Not Your Grandfather’s Trade War: Wall Street’s Mindless Complacency, Part 3

With his latest $100 billion tariff volley, it can be well and truly said that the Donald has gone stark, raving bonkers on the China trade war. And, no, he is not playing some kind of clever 5-dimensional chess or 3-dimensional chess that the talking heads were gumming about this AM. He’s not even playing checkers—to say nothing of pick-up-sticks.

What the Donald’s actually doing is attempting to stage an episode of “The Art of the Deal” in a venue where he is so far over his head that nary a single orange strand is visible above the water line. Indeed, there is not a shred of rationality, calculation, shrewdness or guile to it.

To the contrary, the Donald’s rapidly escalating trade war reflects the glandular eruption of a monumentally bloated ego—the play acting of a mind that is bereft of knowledge about global trade and economics and which cannot manage to stay focussed on much of anything for longer than a tweet cycle.

But then our purpose here is not to chastise the Donald for his alleged “unsuitability” for the job. In fact, clumsy or not, he’s now hitting on all cylinders with respect to the real purpose of his election. Namely, to bring the faux prosperity of the Bubble Finance era to a crashing end.

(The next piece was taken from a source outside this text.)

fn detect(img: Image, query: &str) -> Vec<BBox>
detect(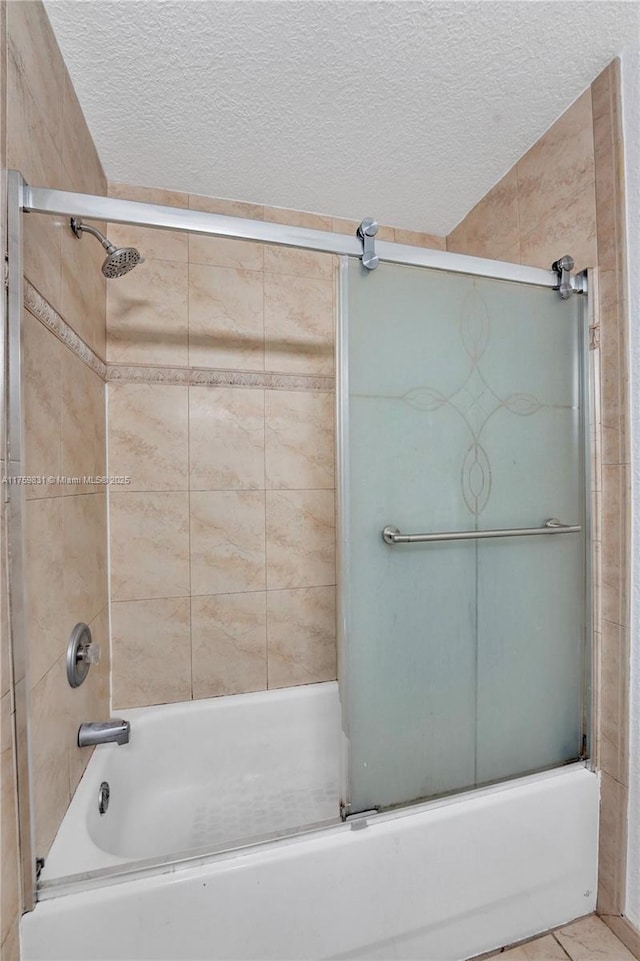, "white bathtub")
[41,681,340,882]
[21,684,599,961]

And that’s where the stunning complacency of Wall Street comes in. The conceit down there in the canyons is that Washington everywhere and always marches to the tune of the S&P 500. Ever since the GOP rank and file folded when the first TARP vote sent the market crashing by 8% back in September 2008, the casino has assumed that the politicians are petrified of a hissy fit and will quickly back off from any action that threatens the stock averages.